My mother used to work in a hospital as a nurse in the early 80s. She tells me at the time there was no real way to determine if someone was the father of a baby or not.
She said there were ways to tell if the man was NOT the father, for instance use of blood types, but while you could eliminate the possiblity of a person being the father of a child you could not prove someone was the father.
Around what year did we begin to have the ability to test DNA so you could prove the idenification of the father of a baby for sure. Or was my mother wrong?
Genetic fingerprinting was invented by Sir Alec Jeffreys in 1985, and Colin Pitchfork was the first person arrested and convicted on DNA evidence in 1987.
And if unmarried, whoever she named, unless he could prove that he couldn’t be the father.
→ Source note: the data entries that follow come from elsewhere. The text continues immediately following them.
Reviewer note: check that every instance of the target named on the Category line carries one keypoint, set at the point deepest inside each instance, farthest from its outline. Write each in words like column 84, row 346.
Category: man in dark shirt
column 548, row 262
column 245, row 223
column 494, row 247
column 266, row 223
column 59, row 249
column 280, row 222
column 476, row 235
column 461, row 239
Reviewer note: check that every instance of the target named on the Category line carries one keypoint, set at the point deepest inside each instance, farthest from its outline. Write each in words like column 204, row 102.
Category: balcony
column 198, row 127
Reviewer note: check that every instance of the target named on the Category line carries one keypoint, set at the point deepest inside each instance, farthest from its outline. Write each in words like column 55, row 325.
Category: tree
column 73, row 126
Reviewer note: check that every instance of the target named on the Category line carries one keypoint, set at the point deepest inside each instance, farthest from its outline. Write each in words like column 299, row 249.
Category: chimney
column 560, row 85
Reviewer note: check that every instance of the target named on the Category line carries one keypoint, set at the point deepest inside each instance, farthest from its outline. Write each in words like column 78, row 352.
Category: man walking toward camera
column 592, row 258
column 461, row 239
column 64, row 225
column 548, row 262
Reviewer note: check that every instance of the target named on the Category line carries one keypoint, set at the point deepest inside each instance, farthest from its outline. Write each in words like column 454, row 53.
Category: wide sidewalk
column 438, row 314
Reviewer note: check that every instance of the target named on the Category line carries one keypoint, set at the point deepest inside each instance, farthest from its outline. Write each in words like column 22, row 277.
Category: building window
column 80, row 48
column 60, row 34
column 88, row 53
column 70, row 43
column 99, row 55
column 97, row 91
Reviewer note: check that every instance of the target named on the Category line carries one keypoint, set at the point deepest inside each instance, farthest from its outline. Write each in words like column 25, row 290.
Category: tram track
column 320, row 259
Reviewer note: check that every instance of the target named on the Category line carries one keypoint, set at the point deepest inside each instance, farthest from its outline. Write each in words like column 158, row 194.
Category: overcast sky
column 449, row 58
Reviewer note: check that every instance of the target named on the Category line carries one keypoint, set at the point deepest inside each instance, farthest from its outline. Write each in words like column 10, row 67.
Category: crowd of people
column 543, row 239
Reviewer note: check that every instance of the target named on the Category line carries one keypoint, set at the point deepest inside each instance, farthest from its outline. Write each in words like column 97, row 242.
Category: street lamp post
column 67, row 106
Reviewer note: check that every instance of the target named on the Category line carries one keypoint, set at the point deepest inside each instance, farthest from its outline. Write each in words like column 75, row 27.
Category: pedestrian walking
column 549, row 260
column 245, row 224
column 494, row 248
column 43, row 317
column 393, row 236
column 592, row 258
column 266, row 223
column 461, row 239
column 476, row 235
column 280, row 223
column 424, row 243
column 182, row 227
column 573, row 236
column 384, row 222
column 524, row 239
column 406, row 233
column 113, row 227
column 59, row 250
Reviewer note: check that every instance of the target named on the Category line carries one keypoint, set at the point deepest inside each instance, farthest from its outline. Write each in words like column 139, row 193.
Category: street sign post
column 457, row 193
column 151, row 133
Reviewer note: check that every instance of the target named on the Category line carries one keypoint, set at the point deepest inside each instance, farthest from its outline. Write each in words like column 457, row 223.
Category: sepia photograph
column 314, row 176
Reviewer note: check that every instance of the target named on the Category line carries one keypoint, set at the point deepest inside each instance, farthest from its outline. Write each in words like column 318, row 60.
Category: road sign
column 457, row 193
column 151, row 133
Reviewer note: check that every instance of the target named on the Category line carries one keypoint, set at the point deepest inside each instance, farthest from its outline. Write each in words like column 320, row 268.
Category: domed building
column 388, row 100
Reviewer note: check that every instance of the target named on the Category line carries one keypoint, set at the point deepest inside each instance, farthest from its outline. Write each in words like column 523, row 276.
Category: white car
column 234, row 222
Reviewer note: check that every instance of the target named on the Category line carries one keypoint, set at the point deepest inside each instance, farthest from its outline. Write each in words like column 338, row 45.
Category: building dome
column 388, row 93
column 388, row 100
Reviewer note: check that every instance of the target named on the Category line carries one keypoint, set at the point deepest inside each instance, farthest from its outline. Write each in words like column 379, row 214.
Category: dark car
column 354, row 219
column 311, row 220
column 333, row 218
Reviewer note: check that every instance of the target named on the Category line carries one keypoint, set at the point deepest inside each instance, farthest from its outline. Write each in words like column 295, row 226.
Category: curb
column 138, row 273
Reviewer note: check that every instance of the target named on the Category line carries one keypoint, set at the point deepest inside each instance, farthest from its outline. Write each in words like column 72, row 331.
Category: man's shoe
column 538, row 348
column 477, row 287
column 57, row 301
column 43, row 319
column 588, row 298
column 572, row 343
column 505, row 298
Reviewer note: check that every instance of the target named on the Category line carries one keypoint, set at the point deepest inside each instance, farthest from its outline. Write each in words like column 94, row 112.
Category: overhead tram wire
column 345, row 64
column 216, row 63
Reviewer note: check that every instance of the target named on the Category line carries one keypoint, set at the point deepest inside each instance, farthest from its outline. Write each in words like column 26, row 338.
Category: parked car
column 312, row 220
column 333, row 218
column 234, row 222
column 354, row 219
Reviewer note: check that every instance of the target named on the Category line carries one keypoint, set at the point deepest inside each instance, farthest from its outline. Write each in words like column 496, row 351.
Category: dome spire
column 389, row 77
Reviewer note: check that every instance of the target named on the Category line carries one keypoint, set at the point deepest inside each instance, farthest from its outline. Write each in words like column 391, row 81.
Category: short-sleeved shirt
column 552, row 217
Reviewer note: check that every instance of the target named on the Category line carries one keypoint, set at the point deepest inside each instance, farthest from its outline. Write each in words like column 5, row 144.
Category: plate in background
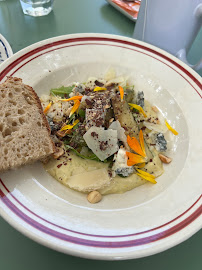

This is still the case today, BTW, in most jurisdictions. The blood tests and DNA tests were scientific advancements in their time that disproved a paternity that was assumed. And today, if a court decides that a child may be adversely affected by the termination of a parental relationship, the results of a DNA test will not matter - the man will still need to pay child support for some number of years.
Exactly. If you have already been deemed the legal father of a child, a DNA test that proves you are not the genetic father does not mean you are no longer the legal father. After all, it is very common for the legal parents of a child not to be the genetic parents, due to adoption and so forth. So generally you have only a limited time to dispute paternity, and if you don’t dispute paternity before that time limit you are the legal father regardless of genetics.
Another factor is economic. Such DNA tests may have become possible in the 1980s, but they were very expensive. They might have been reasonable for a government trying a very important criminal case, or a millionaire foiling a woman trying to milk him for child support, but not necessarily so for a middle or lower-class alleged father. That changed in about 1998 with the development of the PCR process, which made it much, much easier to amplify DNA samples, and therefore much, much cheaper than it was previously to do all sorts of genetic tests.